On the surface, this thesis will seem no more than a commonplace. After all, a large number of public figures who by any reasonable measure were clearly anti-Semitic have, for a variety of reasons, explicitly rejected that description. (I think here, at an extreme, of Eichmann’s memorable line, that he had “nothing personal” against the Jews.) Such denials, when confronted by independent and contradictory evidence, are no more persuasive or interesting than other mistaken or deceptive self-descriptions, which are, after all, a familiar part of our moral and psychological landscape. But a conceptual issue is at stake here that goes more deeply into the ascription of antiSemitism than the fact that certain anti-Semites (like many other people) may lie or deceive themselves about their private feelings.
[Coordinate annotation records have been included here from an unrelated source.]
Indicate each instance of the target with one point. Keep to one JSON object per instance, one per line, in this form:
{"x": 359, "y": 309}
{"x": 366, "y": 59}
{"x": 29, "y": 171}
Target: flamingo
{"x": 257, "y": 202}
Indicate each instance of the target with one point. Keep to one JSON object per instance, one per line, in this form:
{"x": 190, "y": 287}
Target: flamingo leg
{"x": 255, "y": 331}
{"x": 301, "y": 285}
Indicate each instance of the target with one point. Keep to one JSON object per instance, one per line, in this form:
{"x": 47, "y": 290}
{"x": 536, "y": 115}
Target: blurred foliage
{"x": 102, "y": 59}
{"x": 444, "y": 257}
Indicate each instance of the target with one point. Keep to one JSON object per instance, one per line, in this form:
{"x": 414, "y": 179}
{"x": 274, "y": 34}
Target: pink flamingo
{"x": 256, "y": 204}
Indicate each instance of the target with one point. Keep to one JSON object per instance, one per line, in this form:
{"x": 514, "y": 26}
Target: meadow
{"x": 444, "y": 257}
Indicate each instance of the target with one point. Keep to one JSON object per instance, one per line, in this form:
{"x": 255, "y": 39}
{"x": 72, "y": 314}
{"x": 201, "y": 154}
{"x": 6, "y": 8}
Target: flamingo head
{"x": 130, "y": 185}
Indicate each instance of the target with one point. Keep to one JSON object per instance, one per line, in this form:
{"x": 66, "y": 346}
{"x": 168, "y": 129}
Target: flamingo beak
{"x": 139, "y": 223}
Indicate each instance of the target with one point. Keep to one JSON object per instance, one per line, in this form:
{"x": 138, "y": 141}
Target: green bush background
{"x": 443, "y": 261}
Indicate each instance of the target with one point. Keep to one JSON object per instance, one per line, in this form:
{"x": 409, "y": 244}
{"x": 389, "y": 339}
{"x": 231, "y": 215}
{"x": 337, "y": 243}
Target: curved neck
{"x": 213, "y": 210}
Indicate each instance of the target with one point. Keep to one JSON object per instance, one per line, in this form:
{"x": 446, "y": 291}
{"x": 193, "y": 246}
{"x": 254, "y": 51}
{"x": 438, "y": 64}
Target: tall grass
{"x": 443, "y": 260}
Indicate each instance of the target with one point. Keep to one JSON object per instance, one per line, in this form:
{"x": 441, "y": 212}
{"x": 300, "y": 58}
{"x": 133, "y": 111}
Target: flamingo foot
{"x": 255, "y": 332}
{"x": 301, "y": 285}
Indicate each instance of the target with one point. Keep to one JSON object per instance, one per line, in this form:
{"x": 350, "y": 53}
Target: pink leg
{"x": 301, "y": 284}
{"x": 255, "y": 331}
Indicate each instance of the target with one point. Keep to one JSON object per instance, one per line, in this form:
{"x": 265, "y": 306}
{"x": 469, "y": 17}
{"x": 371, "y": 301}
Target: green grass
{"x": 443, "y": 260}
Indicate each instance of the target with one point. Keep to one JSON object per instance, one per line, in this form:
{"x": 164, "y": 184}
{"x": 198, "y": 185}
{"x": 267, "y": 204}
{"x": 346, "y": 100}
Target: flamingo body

The issue I refer to here is part of a broader one in the theory of knowledge; it concerns assertions which claim “privileged access”—that is, the group of statements made by speakers who are supposedly in a position of special (in the event, final) authority so far as concerns their truth or falsity. In the statement, “I feel warm,” for example, the speaker might of course be lying because of a wish to deceive the person(s) being addressed. But putting this possibility aside (it applies, after all, to any statement), we would not ordinarily consider responding to that statement by disagreeing: “No, you’re mistaken; you don’t feel that way.” And we would not venture this response even if everyone else in the room had just been commenting on how cold the room was. (Someone might suggest that the person who “felt warm” was ill [or ironic], but these are different matters.)